Er wusste genau, dass man nur zweimal lebt. Anders allerdings als bei James Bond bleibt die Wiederentdeckung im Pop nicht auf ein zweites Mal begrenzt.
(Foto: obs)Anders allerdings als bei Marx und Bond bleibt die Wiederentdeckung nicht auf ein zweites Mal begrenzt. Motown und Psychedelia, Rockabilly und der frühe Elektro-Hip-Hop lebten nicht nur zweimal und wiederholten sich nicht nur einmal, sondern immer wieder, oft in immer kürzeren Abständen. Nicht das Prinzip des Revivals an sich wäre es demnach, das die allgemeine Sorge begründet, es stimme irgendetwas nicht mit der Popmusik und ihrer Beziehung zum historischen Moment, sondern die Anzahl der immer wieder neuen Bezugnahmen auf ein immer gleiches Altes.
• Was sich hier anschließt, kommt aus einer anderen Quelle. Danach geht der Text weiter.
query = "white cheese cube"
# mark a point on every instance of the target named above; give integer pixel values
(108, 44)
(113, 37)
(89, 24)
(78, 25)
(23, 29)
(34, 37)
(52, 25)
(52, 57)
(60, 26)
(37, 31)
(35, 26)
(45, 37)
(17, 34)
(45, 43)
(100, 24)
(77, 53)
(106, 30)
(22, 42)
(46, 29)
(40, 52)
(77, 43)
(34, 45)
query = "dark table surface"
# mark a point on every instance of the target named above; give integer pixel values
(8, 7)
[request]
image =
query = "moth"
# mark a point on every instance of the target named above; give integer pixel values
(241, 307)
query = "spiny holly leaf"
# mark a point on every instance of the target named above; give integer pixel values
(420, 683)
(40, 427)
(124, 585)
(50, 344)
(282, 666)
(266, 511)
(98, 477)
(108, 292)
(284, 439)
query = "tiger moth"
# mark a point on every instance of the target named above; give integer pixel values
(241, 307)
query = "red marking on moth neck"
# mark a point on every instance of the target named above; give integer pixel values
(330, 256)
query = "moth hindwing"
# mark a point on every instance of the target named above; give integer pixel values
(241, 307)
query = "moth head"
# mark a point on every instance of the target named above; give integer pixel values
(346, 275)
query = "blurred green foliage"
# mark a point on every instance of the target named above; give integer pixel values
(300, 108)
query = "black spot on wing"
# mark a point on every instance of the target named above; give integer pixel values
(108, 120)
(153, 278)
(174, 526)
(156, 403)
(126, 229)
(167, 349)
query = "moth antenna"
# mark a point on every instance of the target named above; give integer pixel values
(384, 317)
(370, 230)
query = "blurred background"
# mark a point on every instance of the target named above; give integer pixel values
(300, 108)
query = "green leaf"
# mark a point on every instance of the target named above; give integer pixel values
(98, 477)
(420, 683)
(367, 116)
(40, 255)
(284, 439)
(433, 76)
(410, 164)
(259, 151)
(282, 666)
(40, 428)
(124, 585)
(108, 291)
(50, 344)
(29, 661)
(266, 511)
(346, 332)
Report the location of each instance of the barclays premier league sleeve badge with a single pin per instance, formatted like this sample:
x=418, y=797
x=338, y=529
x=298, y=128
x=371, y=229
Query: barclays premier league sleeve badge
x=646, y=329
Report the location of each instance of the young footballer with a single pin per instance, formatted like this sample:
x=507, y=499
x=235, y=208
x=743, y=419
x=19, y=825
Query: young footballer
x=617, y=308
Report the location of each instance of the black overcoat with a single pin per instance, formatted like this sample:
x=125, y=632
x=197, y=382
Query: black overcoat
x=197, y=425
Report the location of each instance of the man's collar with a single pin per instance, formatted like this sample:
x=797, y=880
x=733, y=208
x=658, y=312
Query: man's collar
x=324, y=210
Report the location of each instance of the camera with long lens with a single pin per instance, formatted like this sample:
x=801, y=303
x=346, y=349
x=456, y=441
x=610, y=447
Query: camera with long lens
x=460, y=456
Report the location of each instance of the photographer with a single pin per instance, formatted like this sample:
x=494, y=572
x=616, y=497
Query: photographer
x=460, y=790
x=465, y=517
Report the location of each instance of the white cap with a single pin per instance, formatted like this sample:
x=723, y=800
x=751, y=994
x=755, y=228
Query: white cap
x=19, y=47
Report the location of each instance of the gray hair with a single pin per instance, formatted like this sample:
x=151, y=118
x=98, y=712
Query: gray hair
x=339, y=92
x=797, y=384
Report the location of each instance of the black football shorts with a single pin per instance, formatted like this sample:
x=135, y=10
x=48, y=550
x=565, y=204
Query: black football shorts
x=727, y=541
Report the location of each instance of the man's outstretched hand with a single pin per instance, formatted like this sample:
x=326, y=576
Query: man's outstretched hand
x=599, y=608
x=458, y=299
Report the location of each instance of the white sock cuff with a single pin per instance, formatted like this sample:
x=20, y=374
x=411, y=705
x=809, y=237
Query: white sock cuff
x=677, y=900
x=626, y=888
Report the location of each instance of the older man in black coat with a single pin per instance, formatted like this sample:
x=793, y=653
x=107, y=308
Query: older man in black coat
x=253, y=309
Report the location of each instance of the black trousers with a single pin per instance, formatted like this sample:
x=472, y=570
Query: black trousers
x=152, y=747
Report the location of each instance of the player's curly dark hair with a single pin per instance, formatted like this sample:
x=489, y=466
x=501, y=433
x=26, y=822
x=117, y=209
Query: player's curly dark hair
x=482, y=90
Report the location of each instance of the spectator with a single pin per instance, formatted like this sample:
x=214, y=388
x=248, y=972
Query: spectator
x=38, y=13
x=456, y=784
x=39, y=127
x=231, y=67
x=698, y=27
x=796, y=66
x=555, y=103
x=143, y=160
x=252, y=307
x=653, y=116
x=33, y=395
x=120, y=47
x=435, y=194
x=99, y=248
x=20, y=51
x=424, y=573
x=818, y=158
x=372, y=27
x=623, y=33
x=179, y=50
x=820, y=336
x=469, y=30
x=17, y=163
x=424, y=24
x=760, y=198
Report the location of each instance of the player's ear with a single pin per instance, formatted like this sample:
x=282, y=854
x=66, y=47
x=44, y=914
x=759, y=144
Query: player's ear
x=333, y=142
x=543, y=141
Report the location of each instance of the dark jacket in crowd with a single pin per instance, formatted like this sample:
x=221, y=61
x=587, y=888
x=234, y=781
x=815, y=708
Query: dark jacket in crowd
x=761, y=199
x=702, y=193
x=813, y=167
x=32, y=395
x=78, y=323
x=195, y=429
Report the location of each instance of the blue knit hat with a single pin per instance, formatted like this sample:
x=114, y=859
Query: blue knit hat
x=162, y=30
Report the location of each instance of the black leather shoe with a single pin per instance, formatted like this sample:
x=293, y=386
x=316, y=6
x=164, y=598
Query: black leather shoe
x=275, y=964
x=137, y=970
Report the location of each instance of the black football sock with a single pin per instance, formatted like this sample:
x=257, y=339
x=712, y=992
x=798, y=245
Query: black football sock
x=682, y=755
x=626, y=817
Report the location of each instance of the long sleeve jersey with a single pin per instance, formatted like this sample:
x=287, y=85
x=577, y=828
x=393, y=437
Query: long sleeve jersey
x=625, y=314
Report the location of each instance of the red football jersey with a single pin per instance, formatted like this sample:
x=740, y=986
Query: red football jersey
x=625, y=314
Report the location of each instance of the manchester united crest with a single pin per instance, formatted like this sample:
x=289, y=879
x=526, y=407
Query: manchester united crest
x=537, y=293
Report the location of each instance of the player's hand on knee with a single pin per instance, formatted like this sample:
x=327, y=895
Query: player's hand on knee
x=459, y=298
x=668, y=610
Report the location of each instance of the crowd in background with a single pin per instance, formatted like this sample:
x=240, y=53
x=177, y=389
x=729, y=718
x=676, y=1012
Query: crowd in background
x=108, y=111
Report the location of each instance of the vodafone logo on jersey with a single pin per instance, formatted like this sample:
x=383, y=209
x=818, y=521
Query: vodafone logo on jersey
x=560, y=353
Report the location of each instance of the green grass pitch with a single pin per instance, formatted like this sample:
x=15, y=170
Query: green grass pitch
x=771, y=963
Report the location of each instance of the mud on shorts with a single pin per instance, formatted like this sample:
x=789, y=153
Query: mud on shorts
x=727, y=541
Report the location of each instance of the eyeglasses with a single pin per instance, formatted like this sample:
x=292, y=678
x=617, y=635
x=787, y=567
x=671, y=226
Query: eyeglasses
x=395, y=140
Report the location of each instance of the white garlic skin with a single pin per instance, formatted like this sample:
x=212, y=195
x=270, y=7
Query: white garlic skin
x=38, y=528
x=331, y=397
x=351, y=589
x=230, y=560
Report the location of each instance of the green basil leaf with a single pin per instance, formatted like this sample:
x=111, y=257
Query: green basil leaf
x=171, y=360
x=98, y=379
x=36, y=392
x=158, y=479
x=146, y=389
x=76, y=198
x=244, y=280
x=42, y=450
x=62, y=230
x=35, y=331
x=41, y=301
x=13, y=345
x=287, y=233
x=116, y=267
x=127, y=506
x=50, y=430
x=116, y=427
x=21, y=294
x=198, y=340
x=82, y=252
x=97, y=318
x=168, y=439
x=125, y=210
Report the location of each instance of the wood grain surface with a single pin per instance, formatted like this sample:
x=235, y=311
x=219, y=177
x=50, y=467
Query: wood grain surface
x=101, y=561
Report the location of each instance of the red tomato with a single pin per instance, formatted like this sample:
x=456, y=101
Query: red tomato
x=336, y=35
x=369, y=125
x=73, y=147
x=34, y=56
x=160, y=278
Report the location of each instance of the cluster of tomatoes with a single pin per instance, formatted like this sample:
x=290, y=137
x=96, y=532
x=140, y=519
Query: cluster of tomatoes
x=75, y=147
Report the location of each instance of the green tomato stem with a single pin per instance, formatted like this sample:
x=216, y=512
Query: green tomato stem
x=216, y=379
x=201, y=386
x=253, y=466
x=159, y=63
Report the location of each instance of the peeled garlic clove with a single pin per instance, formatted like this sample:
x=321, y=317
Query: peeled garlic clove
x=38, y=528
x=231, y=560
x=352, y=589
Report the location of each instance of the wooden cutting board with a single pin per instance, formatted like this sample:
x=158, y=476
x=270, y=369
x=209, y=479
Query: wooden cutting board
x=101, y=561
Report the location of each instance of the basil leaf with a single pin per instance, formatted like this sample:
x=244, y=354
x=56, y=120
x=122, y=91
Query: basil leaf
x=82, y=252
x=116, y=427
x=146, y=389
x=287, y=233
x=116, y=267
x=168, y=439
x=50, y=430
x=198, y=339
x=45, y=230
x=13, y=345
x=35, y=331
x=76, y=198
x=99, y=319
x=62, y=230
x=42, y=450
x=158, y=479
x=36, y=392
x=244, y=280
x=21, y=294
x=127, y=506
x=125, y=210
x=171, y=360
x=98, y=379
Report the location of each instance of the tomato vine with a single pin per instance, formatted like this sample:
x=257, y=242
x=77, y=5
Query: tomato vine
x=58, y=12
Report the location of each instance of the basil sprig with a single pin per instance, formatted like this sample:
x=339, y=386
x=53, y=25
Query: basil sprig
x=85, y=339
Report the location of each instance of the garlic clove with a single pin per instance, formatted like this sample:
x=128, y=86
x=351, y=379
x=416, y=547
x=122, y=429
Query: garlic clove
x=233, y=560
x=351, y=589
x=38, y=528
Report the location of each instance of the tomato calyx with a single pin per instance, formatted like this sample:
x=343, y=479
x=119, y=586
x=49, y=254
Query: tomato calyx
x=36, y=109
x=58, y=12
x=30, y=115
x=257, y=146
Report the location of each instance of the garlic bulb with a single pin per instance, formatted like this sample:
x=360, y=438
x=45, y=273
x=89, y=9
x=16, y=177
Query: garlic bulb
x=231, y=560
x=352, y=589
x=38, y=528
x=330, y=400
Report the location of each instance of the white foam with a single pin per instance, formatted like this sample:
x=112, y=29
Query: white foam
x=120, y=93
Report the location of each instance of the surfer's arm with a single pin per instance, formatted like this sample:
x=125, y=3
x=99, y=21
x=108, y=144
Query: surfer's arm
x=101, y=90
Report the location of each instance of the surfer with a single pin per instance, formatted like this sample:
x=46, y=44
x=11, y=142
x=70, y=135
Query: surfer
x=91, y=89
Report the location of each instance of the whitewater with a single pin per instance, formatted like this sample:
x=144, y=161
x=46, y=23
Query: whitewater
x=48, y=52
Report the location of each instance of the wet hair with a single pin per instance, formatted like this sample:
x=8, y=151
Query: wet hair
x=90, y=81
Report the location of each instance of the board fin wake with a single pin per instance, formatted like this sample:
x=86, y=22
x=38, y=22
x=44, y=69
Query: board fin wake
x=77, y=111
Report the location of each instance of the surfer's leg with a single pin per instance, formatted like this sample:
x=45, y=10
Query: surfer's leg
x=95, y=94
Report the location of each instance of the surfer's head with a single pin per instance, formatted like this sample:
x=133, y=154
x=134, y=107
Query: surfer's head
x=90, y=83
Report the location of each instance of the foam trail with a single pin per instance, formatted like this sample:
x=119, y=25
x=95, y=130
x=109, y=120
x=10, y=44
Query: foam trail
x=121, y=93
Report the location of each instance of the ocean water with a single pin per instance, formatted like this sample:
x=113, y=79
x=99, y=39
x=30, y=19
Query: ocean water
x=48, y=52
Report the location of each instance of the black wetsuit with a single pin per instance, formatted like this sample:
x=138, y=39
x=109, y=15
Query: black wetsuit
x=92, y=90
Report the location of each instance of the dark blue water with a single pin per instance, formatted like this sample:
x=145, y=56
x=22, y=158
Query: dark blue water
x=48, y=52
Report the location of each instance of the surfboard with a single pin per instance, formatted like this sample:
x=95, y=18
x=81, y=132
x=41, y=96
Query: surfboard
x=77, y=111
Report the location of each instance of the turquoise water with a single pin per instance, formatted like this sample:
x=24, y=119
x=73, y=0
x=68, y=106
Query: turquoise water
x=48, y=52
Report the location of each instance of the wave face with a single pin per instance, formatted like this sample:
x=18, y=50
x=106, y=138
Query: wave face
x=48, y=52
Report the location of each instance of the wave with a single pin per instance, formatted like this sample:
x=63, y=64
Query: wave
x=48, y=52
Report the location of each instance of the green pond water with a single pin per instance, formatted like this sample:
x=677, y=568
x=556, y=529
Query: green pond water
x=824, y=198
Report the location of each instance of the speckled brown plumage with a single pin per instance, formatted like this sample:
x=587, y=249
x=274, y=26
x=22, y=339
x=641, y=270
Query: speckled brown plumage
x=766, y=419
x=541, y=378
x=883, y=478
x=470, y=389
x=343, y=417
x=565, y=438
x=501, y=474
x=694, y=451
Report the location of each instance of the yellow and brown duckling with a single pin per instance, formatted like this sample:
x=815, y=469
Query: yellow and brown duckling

Oder auch: Was die Jungen zum ersten Mal erleben, ist den Älteren wenigstens zu einem Teil als etwas Altes aus der eigenen Jugend vertraut. Für die Älteren ist dieser zweite klassifizierende, historisierende Blick, das Ziehen von Linien ganz natürlich, so wie für die Jüngeren das Überwältigtsein. So war es schon immer, nicht nur innerhalb der Pop-Epoche ab 1955, sondern in ihren Vorläuferkulturen. Doch meinen immer mehr Beobachter, die einen dritten Posten, jenseits von Jung und Alt einnehmen zu können glauben, dass der Anteil des objektiv Neuen gegenüber dem objektiv Wiedererkennbaren stark zurückgegangen sei.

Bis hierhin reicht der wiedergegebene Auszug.